Perhiz ve Lahana turşusu hikayesi bu.
 
Burda da bir uygulama garipliği ortaya çıkıyor. Hiç bir işveren ibranameyi imzalatmadan ödemeyi yapmak istemez.
Bunun da pratik çözümü ikisinin aynı anda yapılmasıdır.
Biz bankaya ödeme talimatını işveren imzalttıkdan sonra personeli çağırıp ibranameyi imzalatıyoruz . Ondan sonra da bankaya ödeme talimatını fakslıyoruz. İbranemin üzerine de bir ay sonraki tarihi atıyoruz. (şimdi buna da itiraz edenler çıkacaktır. ancak bu pratik bir yöntem.)
İbranamede olay , tarafların birbirini aklaması değilmidir, konu kıdem tazminatı ve diğer alacaklar olduğundaysa taraflar her nedense otomatik olarak bir karşılıklı güvensizlik moduna giriyorlar, ya ödemezse, ya ben ödedikten sonra ibra belgesini imzalamazsa..??

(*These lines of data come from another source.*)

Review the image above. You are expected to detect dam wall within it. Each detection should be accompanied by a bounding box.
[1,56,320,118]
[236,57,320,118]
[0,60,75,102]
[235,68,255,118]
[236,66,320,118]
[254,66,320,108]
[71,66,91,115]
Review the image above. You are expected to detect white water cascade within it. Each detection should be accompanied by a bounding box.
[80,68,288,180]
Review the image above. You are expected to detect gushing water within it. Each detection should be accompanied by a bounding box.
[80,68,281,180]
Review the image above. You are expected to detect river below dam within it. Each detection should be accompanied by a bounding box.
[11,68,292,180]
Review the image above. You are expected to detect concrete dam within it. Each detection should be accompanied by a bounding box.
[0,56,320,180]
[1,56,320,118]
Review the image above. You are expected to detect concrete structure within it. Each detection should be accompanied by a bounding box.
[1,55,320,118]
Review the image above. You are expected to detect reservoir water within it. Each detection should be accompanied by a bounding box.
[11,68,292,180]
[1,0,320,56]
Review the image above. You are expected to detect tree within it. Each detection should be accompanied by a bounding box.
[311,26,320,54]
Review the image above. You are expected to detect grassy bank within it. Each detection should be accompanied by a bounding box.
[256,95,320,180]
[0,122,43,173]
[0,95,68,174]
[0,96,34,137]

İbra belgesini işveren kendini korumak adına almak istemekte haklı ama , çalışan da almadığı para için belge imzalamamakta haklı.

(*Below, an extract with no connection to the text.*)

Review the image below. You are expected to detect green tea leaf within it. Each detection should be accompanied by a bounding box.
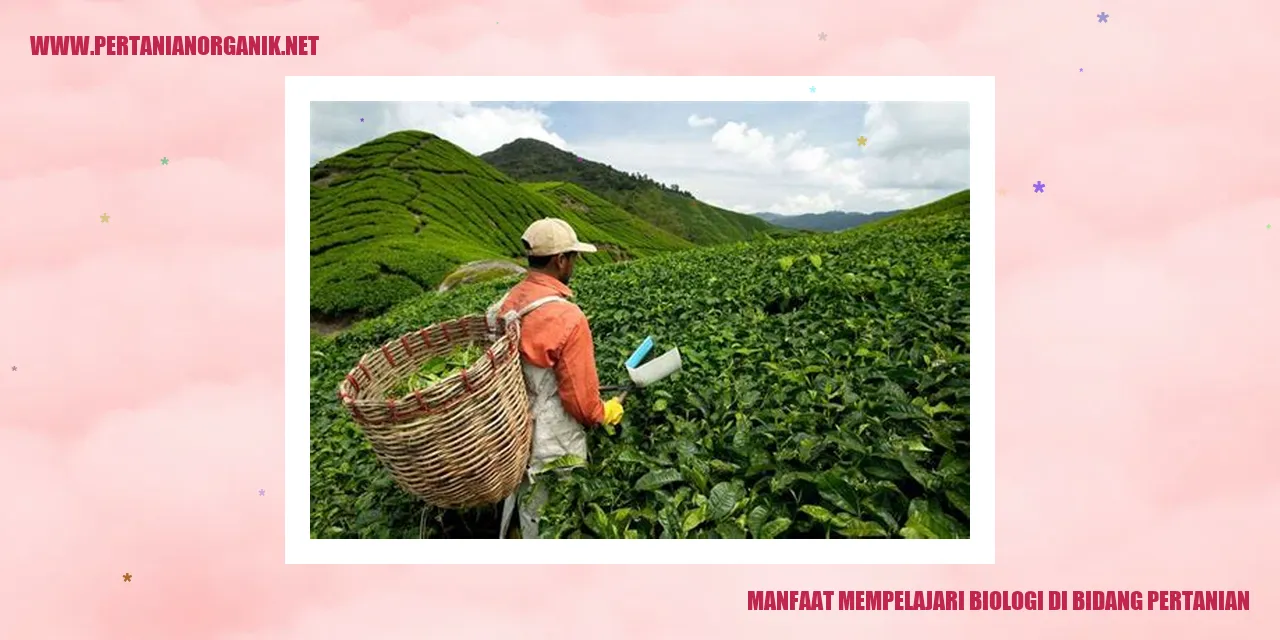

Örneğin Nizam bey in uyguladığı gibi bir ibra belgesi ( bu şekilde: imzalarsan öderiz baskısıyla )imzalatıldıktan sonra , hesapta paramı gördükten sonra gider noterden , yoksa ödemeyiz baskısıyla imzalamak zorunda kaldığım ibranamenin herhangi bir geçerliliği yoktur şeklinde bir ihtar gönderir, ardından da bana paramı ödemeden önce böyle bir ibraname imzalattılar diye Çalışma Müdürlüğüne şikayette bulunabilirim öyle değil mi?

Oysa ibra belgesini imzalamamış bile olsam hesabıma yatan miktarın döküm belgesi ile banka dekontunu dosyama koymuş olsanız , gelmedi ibrayı imzalamaya buyrun dekontum, buyrun dekont içeriğindeki ödeme kalemlerim deseniz bir kayıp olur mu?

Sn.ftm , evlilik nedeniyle veya askerlik görevi nedeniyle süresi içinde ayrılmanız durumunda ihbar süresine uyma zorunluluğu yasal olarak yoktur .
Sabah dilekçenizi teslim edip 10dk sonra ayrılabilirsiniz de, yada işyerine artık gitmeyip noter ihbarı ile de evlilik sebeiyle sözleşmenizi feshettiğiniz bildirebilirsiniz. Bu durumda kıdem tazminatına hak kazanırsınız yasal olarak, ödenmezse hukuk yanınızda olacaktır.
Elbette sn Nguroy un da hatırlattığı üzere , bugünden bildiğiniz bir durumu son gün işverene bildirip ayrılmanız çok doğru bir davranış olmayacaktır ,ama yasal olarak bir engel de yok bunu yapmanıza, 5 ekimde ayrılmayı şimdiden hesaplıyorsanız, 5 ekimde bildirip 15 ekimde ayrılacağınızı belirtebilirsiniz. Atlamamanız gereken 2 nokta, süresi içinde feshetmek ve bu sebeple feshettiğinizi işverene yazılı olarak bildirmiş olduğunuzu ıspatlayabilecek durumda olmanız gerekir.
Sözle değil mutlaka yazıyla, ıspat için de bir kopyası alınmıştır şeklinde imzalanmış diğer kopyasını almak veya noter kanalıyla bildirimi yapmak. İşverenle olan ilişkilerinize göre yolu siz belirleyebilirsiniz.